2017-02-23T00:49:30Z (GMT) by Stoltenkamp, Nicole Kim
This thesis will focus on how racial identities are constructed. It will look, in particular, at Chris Van Wyk’s memoirs Shirley, Goodness and Mercy (2004) and Eggs to Lay, Chickens to Hatch (2010), which describe the life of the coloured community of Riverlea, a township in Johannesburg, under apartheid. It will investigate both the construction of the category “coloured” and the notion that the term coloured could be a way of defining the undefinable. The thesis explains the theories that can be used to inform the construction of coloured identity, such as Helene Strauss’s justification of the term “creolisation” to describe the coloured identity and Judith Butler’s notion that identity is performative.

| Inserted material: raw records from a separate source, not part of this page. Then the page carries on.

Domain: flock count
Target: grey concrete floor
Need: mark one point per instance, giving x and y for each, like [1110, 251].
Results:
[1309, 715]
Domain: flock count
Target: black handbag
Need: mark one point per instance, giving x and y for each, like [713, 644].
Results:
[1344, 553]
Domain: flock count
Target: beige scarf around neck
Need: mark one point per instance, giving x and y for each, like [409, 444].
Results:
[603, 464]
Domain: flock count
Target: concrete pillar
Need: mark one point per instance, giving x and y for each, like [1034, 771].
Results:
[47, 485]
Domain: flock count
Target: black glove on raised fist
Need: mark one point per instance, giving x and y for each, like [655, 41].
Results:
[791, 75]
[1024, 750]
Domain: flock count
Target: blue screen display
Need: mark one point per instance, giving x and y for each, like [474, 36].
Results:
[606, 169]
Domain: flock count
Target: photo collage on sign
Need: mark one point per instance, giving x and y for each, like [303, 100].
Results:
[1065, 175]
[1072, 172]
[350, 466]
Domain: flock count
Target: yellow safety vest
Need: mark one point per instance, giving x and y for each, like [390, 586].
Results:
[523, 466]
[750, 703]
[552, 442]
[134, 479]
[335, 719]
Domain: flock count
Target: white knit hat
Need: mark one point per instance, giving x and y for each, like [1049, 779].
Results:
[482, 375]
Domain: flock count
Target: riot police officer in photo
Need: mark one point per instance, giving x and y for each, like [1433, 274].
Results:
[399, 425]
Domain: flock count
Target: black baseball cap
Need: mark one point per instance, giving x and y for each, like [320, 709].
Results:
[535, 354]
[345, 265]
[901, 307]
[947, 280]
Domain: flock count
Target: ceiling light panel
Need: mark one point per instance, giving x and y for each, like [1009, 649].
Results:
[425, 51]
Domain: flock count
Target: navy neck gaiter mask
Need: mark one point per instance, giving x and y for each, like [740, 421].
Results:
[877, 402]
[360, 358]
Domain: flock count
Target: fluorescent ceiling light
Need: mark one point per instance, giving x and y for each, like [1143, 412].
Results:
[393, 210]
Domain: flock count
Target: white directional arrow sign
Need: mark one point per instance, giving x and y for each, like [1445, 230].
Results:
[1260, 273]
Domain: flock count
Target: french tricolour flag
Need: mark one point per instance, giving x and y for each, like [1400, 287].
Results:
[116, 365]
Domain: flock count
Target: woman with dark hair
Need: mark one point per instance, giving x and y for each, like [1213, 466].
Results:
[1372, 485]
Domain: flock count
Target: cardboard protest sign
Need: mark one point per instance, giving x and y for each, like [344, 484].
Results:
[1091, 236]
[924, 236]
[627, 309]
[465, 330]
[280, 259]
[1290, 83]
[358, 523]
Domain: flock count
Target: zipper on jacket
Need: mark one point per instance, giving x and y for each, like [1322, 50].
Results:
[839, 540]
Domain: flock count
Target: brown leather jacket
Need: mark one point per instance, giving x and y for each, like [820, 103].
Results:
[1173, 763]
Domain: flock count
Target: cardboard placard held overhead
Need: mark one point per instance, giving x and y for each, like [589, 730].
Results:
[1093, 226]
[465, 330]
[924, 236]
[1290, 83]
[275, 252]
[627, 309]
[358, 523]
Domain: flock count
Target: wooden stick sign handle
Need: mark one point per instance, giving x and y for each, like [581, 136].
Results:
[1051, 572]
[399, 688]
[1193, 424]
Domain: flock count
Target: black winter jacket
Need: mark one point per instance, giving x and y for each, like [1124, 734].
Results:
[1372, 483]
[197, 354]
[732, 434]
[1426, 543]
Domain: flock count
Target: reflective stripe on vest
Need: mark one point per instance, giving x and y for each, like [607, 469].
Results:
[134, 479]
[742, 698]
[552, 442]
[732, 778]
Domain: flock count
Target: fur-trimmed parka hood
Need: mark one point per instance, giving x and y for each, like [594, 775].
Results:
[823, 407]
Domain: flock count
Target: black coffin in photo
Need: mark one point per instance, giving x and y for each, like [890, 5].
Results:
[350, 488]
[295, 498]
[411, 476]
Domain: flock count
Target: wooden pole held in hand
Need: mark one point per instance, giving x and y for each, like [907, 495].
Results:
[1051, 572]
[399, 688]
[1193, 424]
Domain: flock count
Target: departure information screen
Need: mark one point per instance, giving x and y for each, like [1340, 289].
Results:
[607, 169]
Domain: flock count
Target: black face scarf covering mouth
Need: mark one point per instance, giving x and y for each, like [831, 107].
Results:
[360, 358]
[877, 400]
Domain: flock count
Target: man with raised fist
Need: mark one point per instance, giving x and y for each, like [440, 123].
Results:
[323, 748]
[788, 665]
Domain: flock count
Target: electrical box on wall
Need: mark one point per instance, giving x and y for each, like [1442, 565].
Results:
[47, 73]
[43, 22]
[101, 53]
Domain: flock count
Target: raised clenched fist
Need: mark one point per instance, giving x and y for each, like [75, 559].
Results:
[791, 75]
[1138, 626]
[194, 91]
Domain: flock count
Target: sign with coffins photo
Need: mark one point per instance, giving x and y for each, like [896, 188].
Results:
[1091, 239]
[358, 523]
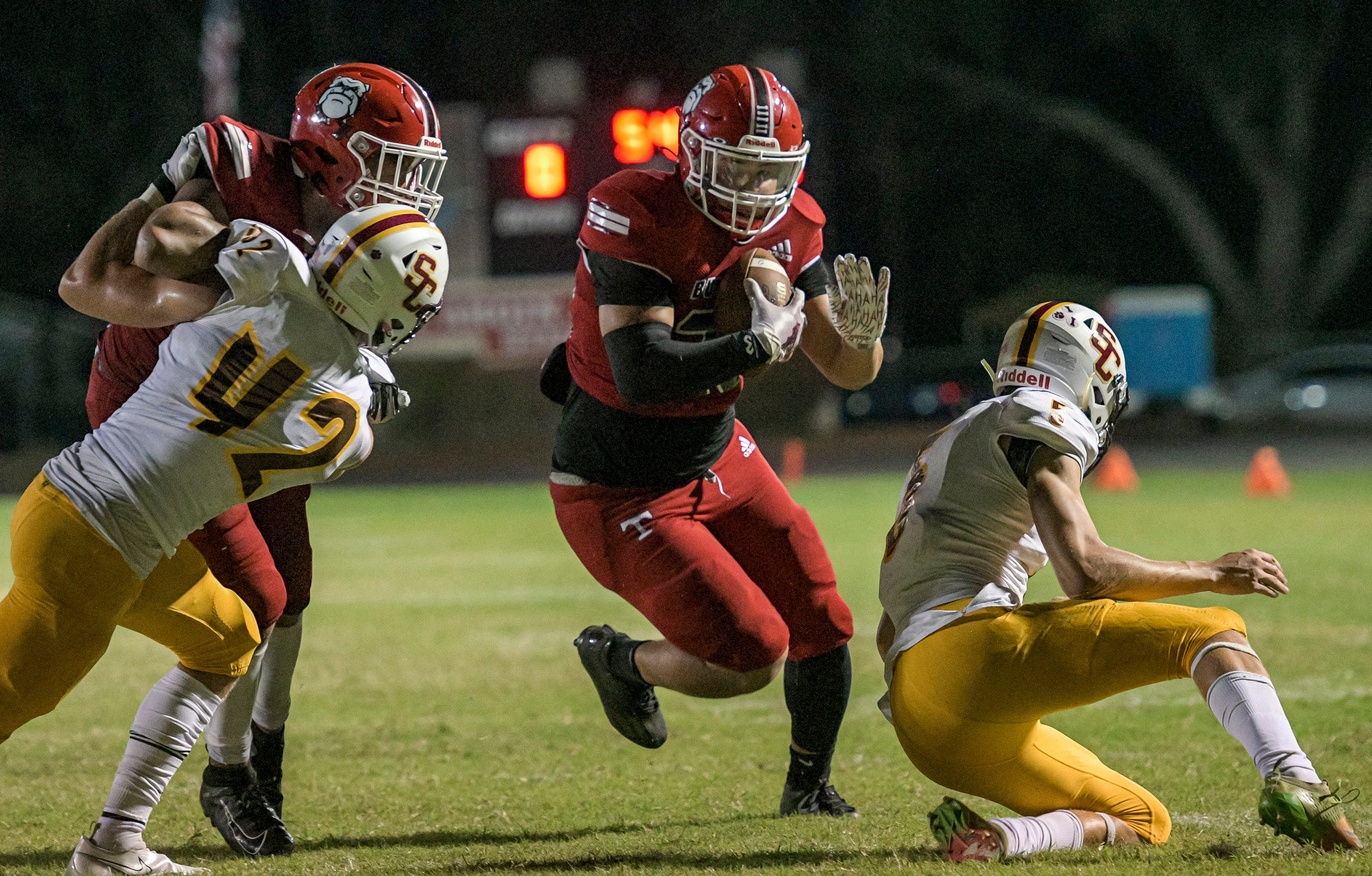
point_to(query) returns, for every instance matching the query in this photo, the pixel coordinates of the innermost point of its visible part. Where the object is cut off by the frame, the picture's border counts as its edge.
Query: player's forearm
(651, 367)
(105, 283)
(1102, 572)
(84, 283)
(851, 369)
(844, 366)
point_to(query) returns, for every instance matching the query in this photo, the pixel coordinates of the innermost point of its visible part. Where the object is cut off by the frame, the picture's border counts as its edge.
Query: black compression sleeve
(619, 282)
(651, 367)
(1019, 455)
(816, 279)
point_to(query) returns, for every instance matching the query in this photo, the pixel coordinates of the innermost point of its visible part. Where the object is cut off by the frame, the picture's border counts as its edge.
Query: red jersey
(254, 176)
(645, 219)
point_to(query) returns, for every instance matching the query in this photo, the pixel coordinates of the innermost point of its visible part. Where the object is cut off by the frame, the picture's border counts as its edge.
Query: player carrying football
(972, 669)
(263, 390)
(361, 135)
(658, 488)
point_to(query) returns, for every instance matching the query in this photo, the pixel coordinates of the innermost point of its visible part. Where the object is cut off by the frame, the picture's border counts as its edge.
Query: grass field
(444, 724)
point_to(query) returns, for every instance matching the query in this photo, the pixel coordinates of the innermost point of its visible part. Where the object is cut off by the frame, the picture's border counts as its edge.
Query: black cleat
(632, 708)
(237, 808)
(818, 801)
(268, 750)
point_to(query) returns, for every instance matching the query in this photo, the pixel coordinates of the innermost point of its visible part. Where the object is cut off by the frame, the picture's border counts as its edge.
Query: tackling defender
(972, 669)
(658, 488)
(264, 390)
(361, 135)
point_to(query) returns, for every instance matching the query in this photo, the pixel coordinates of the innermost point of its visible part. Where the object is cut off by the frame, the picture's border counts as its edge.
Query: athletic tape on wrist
(1233, 646)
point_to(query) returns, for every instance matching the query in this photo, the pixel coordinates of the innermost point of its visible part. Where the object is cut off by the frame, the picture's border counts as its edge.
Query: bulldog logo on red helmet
(342, 98)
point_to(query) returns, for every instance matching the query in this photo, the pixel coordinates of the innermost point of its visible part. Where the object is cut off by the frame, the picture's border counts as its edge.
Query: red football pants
(728, 568)
(261, 551)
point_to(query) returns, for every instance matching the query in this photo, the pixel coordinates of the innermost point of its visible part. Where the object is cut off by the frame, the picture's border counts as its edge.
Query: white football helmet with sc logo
(382, 271)
(1069, 351)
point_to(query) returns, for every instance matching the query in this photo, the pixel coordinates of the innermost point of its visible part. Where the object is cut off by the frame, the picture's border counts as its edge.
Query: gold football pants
(966, 701)
(72, 590)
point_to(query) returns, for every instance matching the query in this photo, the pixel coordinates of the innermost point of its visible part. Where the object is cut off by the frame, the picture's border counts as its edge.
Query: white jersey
(265, 392)
(964, 528)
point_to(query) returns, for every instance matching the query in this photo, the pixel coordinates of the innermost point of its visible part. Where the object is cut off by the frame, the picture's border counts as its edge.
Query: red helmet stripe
(763, 124)
(356, 241)
(430, 116)
(1031, 337)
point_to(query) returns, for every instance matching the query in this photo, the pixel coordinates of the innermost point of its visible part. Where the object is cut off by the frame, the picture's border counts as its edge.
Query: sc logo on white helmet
(382, 270)
(1069, 351)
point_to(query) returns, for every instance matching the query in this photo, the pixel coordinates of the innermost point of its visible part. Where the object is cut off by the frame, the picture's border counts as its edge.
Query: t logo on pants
(637, 522)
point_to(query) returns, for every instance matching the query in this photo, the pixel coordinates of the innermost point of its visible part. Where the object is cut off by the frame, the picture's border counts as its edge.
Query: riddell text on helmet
(1026, 377)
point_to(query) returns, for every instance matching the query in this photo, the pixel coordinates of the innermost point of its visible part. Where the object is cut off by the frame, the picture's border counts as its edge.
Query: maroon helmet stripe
(361, 237)
(1032, 331)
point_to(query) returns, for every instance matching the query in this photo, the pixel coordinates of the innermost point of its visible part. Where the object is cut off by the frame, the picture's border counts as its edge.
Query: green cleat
(1308, 813)
(964, 835)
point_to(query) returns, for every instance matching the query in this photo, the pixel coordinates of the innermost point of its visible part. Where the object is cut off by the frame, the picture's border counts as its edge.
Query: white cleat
(91, 860)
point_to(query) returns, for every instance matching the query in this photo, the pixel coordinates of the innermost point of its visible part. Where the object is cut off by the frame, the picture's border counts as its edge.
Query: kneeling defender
(972, 669)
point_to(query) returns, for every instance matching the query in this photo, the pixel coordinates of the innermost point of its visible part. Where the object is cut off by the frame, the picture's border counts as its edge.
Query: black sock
(622, 661)
(817, 695)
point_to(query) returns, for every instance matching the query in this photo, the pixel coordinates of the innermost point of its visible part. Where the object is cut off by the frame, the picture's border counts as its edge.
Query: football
(733, 310)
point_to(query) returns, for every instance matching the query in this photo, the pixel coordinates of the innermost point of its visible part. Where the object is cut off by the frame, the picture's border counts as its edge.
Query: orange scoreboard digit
(540, 171)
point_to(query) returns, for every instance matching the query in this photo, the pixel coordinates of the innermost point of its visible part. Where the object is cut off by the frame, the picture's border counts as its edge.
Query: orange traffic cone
(1266, 476)
(1116, 473)
(793, 460)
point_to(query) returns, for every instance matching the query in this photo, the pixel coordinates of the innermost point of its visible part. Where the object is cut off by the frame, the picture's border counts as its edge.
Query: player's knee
(231, 651)
(757, 653)
(751, 682)
(1149, 819)
(1226, 621)
(829, 624)
(297, 598)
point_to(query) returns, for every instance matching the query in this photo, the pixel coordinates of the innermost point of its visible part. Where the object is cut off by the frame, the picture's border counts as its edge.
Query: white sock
(1248, 708)
(230, 735)
(168, 724)
(274, 700)
(1049, 833)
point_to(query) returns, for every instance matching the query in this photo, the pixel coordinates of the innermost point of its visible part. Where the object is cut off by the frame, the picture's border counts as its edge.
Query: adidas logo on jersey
(606, 220)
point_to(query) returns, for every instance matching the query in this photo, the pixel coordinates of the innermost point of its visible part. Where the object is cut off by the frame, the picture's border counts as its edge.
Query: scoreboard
(540, 171)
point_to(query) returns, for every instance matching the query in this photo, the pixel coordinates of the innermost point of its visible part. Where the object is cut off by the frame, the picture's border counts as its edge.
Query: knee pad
(230, 631)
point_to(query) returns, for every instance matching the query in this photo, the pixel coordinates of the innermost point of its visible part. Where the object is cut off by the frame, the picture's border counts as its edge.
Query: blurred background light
(545, 171)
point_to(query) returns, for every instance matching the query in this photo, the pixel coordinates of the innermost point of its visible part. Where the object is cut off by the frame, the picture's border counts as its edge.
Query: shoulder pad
(260, 262)
(807, 207)
(619, 220)
(1042, 417)
(232, 148)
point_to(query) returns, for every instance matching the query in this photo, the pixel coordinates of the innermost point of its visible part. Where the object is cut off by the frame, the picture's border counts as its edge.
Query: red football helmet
(364, 134)
(741, 149)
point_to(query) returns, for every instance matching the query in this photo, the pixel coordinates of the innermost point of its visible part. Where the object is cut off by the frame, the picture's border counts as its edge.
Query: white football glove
(388, 399)
(776, 327)
(179, 169)
(859, 307)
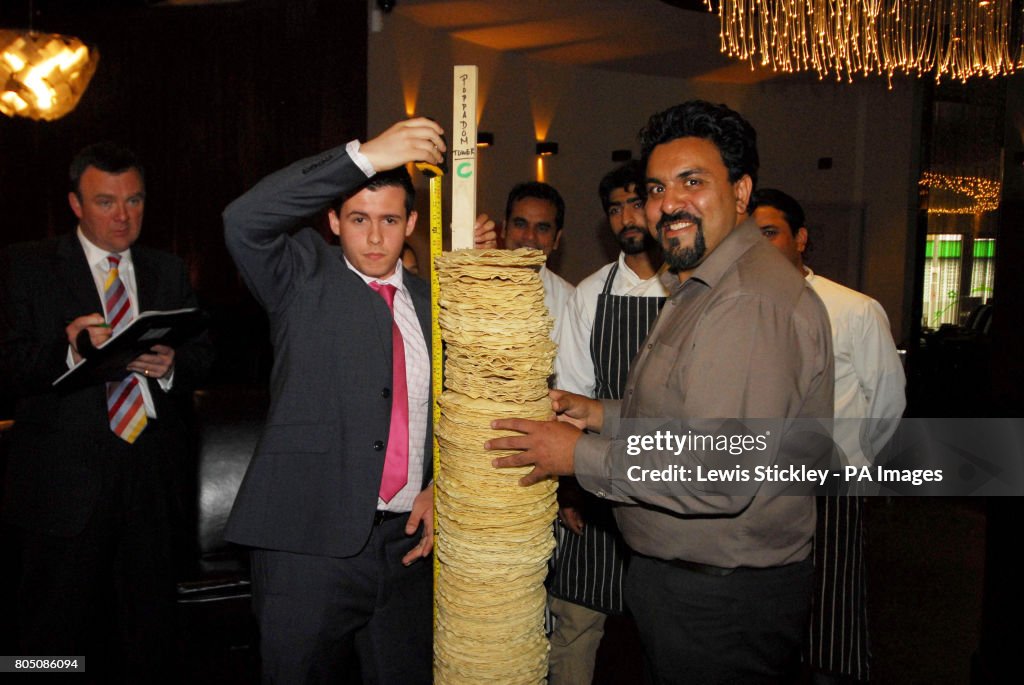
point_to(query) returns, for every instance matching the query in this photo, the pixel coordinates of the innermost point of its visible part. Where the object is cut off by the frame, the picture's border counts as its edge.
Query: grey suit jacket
(311, 486)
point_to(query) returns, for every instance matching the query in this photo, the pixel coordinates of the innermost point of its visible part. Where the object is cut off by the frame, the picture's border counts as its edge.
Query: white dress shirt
(99, 267)
(557, 292)
(869, 380)
(418, 381)
(573, 365)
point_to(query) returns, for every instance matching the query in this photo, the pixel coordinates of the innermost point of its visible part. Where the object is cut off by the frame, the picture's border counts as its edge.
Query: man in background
(607, 317)
(535, 214)
(869, 400)
(93, 482)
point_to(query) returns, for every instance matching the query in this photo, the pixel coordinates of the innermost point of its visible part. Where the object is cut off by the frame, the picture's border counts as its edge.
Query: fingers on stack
(494, 537)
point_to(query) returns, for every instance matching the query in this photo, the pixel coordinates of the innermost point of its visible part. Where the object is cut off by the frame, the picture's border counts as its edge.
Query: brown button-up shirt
(743, 338)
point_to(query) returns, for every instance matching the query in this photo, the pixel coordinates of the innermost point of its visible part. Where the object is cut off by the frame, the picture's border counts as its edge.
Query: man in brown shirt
(720, 586)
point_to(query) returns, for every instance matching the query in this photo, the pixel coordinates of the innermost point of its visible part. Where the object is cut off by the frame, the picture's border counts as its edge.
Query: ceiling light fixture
(547, 148)
(43, 76)
(957, 39)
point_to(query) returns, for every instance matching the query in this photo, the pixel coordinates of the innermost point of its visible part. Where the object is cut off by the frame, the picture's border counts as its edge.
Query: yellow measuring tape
(435, 173)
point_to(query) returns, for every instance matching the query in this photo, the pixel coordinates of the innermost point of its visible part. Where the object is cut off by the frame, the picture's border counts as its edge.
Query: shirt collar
(632, 279)
(97, 256)
(394, 280)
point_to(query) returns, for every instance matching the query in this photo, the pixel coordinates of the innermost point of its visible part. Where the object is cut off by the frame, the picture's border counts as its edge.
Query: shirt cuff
(591, 464)
(167, 382)
(352, 147)
(611, 419)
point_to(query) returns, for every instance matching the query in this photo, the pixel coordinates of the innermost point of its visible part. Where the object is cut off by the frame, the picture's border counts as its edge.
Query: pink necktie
(125, 409)
(396, 458)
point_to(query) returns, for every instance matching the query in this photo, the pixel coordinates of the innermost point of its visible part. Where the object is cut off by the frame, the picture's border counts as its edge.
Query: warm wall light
(43, 76)
(547, 148)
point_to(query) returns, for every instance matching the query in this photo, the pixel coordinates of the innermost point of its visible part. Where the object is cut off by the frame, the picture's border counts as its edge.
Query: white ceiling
(647, 37)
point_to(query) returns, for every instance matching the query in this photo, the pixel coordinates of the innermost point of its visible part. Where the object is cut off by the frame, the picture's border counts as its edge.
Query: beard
(632, 244)
(679, 257)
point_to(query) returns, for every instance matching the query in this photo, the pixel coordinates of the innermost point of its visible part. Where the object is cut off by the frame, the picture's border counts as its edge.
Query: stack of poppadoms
(494, 536)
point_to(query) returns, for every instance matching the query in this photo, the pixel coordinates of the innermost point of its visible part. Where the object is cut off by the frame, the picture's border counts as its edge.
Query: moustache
(678, 216)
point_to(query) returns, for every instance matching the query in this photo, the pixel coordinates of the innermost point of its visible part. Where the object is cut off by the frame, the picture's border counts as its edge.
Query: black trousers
(745, 628)
(312, 609)
(108, 593)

Such theories can be used to inform an individual’s choice to adopt, perform or reject examples of identity performances, particularly those identities which were imposed on coloured people during apartheid. However, history alone cannot determine an identity; we all have the ability to choose our identities. Because there are so many identities in contemporary South Africa, an individual living in this new society shares a layer of her/his identity with all humanity.